When it comes to video, image and signal processing for these users, the problem is partially one of data volume. For instance, even back in 2009, the U.S. Air Force collected over 27 years worth of video from Iraq and Afghanistan–a well that’s useless without the light of both analytics and processing power. Add the need to hunt through similarly vast volumes based on ever-changing current data and the problem gets more complex.
One option that defense is looking to on this front is GPUs, which from the beginning have been a fit for video and image processing as well as for certain machine learning and pattern matching needs common for the geospatial intelligence community. For the most part, these workloads hit the sweet spot for GPU use; they’re mostly pretty straightforward linear algebra–basically a lot of matrix multiplication. In the case of the defense users, the GPUs are chewing on both the image and video processing sides, but they are also speeding the machine learning and neural network-like processes on that data.
The key to GPU adoption in this community is being powered by the need for speed. Specifically, real-time results. In the military context, for example, having all the GIS data in the world isn’t useful if it doesn’t reflect actual conditions on the ground. According to NVIDIA’s GM of the Tesla division, for some common geospatial intelligence applications, including the GIS-based situational awareness program Luciad Lightspeed, users are seeing 100 calculations per second with GPU over one per second with CPU–a difference that could mean seeing (or not seeing) a rapidly-developing threat.
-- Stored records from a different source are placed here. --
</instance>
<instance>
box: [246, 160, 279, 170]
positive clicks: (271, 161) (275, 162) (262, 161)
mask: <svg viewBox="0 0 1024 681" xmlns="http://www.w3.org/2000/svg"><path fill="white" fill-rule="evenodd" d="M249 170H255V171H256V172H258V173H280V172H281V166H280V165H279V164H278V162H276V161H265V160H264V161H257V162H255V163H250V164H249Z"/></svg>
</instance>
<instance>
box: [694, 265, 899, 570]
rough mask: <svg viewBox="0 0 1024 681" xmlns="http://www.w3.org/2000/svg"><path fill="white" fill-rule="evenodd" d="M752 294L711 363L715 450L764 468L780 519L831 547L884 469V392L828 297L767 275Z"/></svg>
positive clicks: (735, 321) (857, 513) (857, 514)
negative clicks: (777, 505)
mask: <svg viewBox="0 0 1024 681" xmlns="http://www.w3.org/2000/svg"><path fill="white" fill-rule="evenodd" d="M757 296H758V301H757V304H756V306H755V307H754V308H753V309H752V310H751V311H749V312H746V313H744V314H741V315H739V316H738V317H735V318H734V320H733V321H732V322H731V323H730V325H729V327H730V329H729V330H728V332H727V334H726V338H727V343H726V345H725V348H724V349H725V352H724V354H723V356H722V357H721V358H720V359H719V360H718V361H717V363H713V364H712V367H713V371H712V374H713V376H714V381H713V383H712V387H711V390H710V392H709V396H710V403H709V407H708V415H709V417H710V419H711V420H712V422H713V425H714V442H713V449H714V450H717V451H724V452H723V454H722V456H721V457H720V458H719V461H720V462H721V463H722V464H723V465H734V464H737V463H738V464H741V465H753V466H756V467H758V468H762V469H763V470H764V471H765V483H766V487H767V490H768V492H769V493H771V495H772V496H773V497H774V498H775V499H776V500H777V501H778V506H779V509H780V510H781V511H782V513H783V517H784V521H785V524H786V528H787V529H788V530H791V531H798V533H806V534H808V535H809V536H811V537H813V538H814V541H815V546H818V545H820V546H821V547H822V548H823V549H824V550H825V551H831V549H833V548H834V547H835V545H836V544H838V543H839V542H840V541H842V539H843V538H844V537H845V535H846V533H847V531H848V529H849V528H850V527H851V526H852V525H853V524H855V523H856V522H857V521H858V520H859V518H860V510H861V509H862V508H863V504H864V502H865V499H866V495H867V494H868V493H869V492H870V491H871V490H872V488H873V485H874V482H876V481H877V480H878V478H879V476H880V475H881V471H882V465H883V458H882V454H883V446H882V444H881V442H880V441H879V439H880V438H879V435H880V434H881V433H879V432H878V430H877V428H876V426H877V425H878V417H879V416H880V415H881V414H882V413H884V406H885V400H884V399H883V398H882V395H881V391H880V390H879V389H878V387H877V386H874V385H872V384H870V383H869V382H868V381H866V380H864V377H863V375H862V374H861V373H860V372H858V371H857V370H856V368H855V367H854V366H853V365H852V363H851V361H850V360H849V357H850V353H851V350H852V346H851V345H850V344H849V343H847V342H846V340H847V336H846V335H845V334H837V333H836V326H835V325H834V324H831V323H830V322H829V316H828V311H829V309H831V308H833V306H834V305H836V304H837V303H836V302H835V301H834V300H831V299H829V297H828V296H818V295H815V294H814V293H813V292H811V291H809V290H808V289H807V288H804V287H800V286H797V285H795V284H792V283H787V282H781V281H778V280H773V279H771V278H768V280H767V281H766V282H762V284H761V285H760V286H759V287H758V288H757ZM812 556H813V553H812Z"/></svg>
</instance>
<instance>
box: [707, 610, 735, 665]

Gupta says that while the defense market, especially on the geospatial intelligence front, hasn’t been front and center in much of their news, it actually makes up between 20% and 25% of the overall revenue in the Tesla group, powered by the need to get faster results on massive amounts of video and image data.
This week the GPU giant reached out to this growing area by offering up a platform for the geospatial intelligence community with its GeoInt Accelerator. The goal of the packaged offering is to provide an integrated suite of tools for geospatial intelligence analysts as well as that community’s specialty developers that are primed to take advantage of GPU speedups.
In addition to offering a number of key applications relevant to this community (from situational awareness, satellite imagery and object detection software) they’ve also pulled together a number of relevant libraries for defense contractors and integrators to use for building GPU-accelerated applications, including their own Performance Primitives, MATLAB Imaging Toolkit, CUDA FFT, Accelereyes’ ArrayFire and other contents.
NVIDIA is pushing this out via a number of channels–as embedded GPUs inside GE Intelligent Platforms and Curtis-Wright (which cater to this market) as well as in workstation and server forms from a number of its partners, including Dell, HP, IBM and others.
As it stands, there is a lot of variation among users since their purposes, software and performance needs vary. In general though, if users stick to the recommended configuration for both servers and workstations, they’re looking at around $5000 for a loaded workstation and on the $10,000 side or a tick below for the server piece. Of course, it’s not uncommon for these areas to make use of both servers and workstations for the image, video and signal processing–especially when real-time is the goal. In this case, much of the real-time work is done at the workstation, says Gupta.
Users of GPU acceleration for image, video and signal processing in the GeoInt area of defense already include the Army Research Labs, BAE Systems, Boeing, SAIC, NATO, Raytheon and others.